Skip processing specific data through business logic in Spring Batch.

Static Badge Gradle Plugin Portal Version GitHub License GitHub Actions Workflow Status GitHub Repo stars

Background

Spring Batch is a framework for batch processing – execution of a series of jobs. A job is composed of a series of steps. Each step consists of a reader, a processor, and a writer. The reader reads data from a data source, the processor processes the data, and the writer writes the processed data to a data source.

There are scenarios where we want to skip processing specific data through business logic. For example, in this guide, we want to skip data where username are either Elwyn.Skiles or Maxime_Nienow. We will look into two approaches; one by returning null and another by throwing RuntimeException. Both approaches will be implemented in the same ItemProcessor.

Our application will process data from users.json file and write the processed data into MySQL database. Content of users.json is taken from JSONPlaceholder.

Implement Logics to Skip Data

Returning null

First approach is to return null from ItemProcessor implementation. This approach is straight forward and does not require additional configuration.

@Configuration
class UserJobConfiguration {

    private ItemProcessor<UserFile, User> processor() {
        return item -> switch (item.username()) {
            case "Elwyn.Skiles" -> null;
        };
    }

}

With that, when the Job detected that the ItemProcessor returns null, it will skip the data and continue to the next.

Throwing RuntimeException

Second approach is to throw RuntimeException from ItemProcessor implementation. This approach requires additional configuration to be done when defining Step.
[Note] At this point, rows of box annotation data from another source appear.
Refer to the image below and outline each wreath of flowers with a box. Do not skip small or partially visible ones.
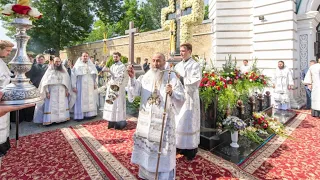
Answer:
[1,0,42,19]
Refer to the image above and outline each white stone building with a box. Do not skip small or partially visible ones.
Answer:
[209,0,320,108]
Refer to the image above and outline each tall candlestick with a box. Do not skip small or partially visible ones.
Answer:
[17,0,30,6]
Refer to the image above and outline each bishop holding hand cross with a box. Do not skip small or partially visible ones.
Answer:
[127,53,185,180]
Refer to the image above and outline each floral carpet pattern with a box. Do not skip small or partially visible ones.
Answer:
[241,113,320,179]
[0,120,255,180]
[0,113,320,180]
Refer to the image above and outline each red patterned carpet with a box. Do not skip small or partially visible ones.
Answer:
[0,121,253,180]
[241,113,320,179]
[0,113,320,180]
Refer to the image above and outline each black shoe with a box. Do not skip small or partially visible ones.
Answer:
[114,121,127,130]
[0,137,11,157]
[183,148,198,161]
[176,148,182,154]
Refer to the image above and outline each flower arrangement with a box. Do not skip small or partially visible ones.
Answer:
[1,0,42,19]
[240,126,265,144]
[252,112,290,138]
[252,112,269,130]
[199,55,269,113]
[222,116,247,133]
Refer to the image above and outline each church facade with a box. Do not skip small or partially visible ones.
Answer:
[209,0,320,108]
[61,0,320,108]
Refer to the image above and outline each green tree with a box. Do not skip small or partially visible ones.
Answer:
[92,0,124,24]
[2,0,93,53]
[84,20,109,42]
[140,0,169,31]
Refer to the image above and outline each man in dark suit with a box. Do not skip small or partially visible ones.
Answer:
[301,60,317,110]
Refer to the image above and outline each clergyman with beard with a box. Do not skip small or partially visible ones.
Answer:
[33,57,72,125]
[128,53,185,179]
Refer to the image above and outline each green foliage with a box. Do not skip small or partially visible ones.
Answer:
[84,20,108,42]
[199,87,217,110]
[91,0,124,24]
[199,55,269,124]
[1,0,93,53]
[218,87,238,111]
[106,56,128,67]
[140,0,169,32]
[222,54,237,73]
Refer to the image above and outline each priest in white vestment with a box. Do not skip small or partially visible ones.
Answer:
[103,52,128,129]
[71,52,98,120]
[273,61,294,110]
[175,43,202,160]
[0,40,14,157]
[304,58,320,117]
[33,57,72,125]
[240,59,251,74]
[128,53,184,180]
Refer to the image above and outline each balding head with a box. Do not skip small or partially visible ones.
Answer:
[152,52,166,70]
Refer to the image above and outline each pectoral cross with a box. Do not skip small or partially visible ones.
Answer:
[148,88,161,106]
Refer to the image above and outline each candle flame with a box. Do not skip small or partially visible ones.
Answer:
[17,0,30,6]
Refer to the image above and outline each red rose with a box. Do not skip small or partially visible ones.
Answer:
[12,4,31,15]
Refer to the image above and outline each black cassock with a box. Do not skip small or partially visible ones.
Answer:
[10,63,48,122]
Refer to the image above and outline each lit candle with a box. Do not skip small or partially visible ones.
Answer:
[170,20,174,31]
[170,20,175,54]
[17,0,30,6]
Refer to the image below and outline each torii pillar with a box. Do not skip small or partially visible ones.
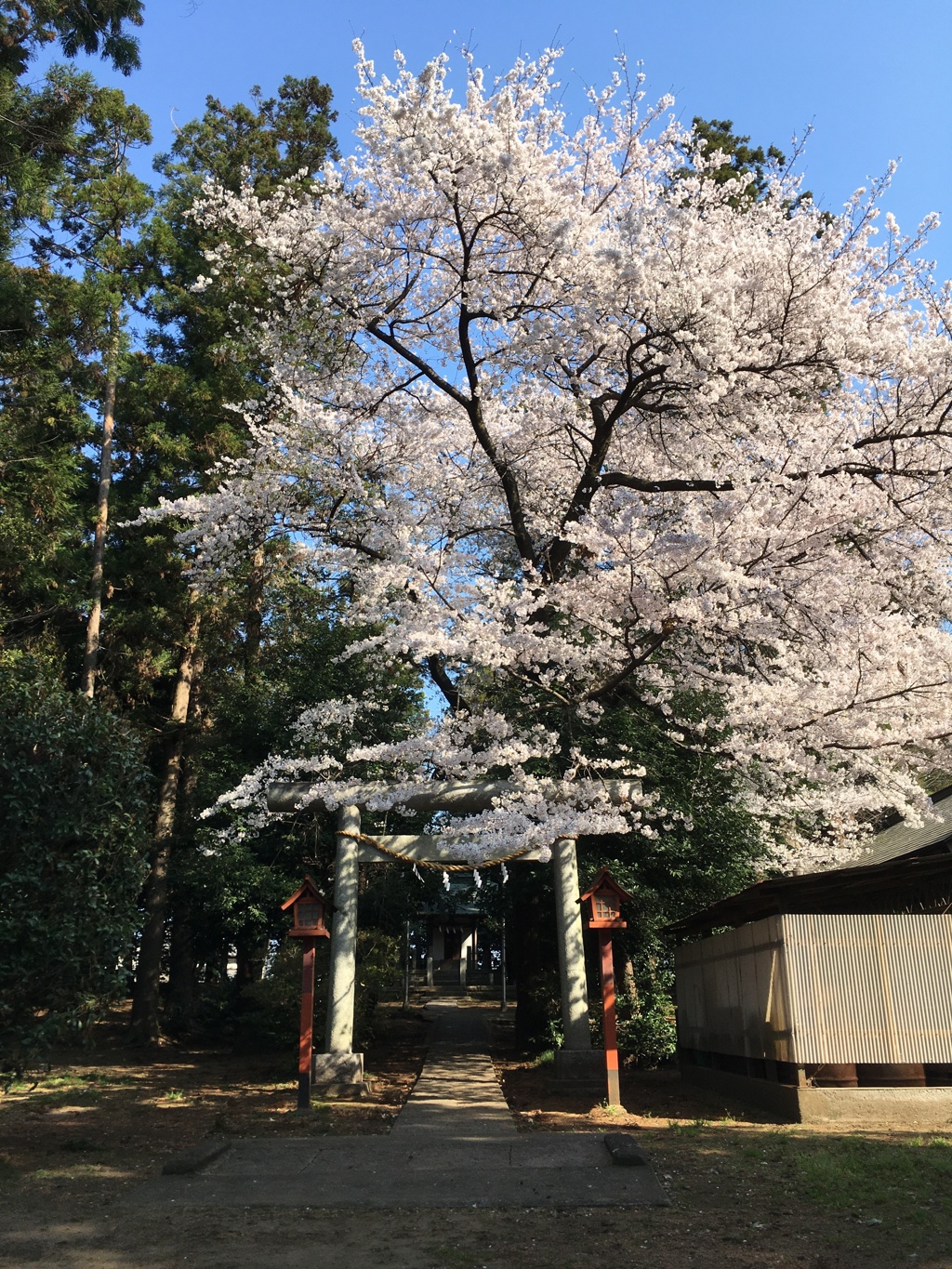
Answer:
[311,806,363,1084]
Implementation in ItemProcessor is as follows:

@Configuration
class UserJobConfiguration {

    private ItemProcessor<UserFile, User> processor() {
        return item -> switch (item.username()) {
            case "Maxime_Nienow" -> throw new UsernameNotAllowedException(item.username());
        };
    }

    static class UsernameNotAllowedException extends RuntimeException {

        public UsernameNotAllowedException(String username) {
            super("Username " + username + " is not allowed");
        }

    }
}

Next is to inform Step to skip UsernameNotAllowedException:

@Configuration
class UserJobConfiguration {

    private Step step(JobRepository jobRepository, PlatformTransactionManager transactionManager, DataSource dataSource) {
        return new StepBuilder("userStep", jobRepository)
                .<UserFile, User>chunk(10, transactionManager)
                .faultTolerant()
                .skip(UsernameNotAllowedException.class)
                .skipLimit(1)
                .build();
    }

}

With that, when the Job detected that the ItemProcessor throws UsernameNotAllowedException, it will skip the data. Full definition of the Job can be found in UserJobConfiguration.java.

Verification

We will implement integration tests to verify that our implementation is working as intended whereby Elwyn.Skiles and Maxime_Nienow are skipped thus will not be available in the database.

@Testcontainers
@SpringBatchTest
@SpringJUnitConfig({
        BatchTestConfiguration.class,
        JdbcTestConfiguration.class,
        UserJobConfiguration.class
})
@Sql(
        scripts = {
                "classpath:org/springframework/batch/core/schema-drop-mysql.sql",
                "classpath:org/springframework/batch/core/schema-mysql.sql"
        },
        statements = "CREATE TABLE IF NOT EXISTS users (id BIGINT PRIMARY KEY, name text, username text)"
)
class UserBatchJobTests {

    @Container
    @ServiceConnection
    private final static MySQLContainer<?> MYSQL_CONTAINER = new MySQLContainer<>("mysql:latest");

    @Autowired
    private JobLauncherTestUtils launcher;

    @Autowired
    private JdbcTemplate jdbc;

    @Test
    @DisplayName("Given the username Elwyn.Skiles and Maxime_Nienow are skipped, When job is executed, Then users are not inserted into database")
    void findAll() {

        await().atMost(10, SECONDS).untilAsserted(() -> {
            var execution = launcher.launchJob();
            assertThat(execution.getExitStatus()).isEqualTo(COMPLETED);
        });

        var users = jdbc.query("SELECT * FROM users", (rs, rowNum) ->
                new User(rs.getLong("id"), rs.getString("name"), rs.getString("username"))
        );

        assertThat(users).extracting("username").doesNotContain("Elwyn.Skiles", "Maxime_Nienow");
    }

}

By executing our tests in UserBatchJobTests.java, we will see that all users are processed except Elwyn.Skiles and Maxime_Nienow.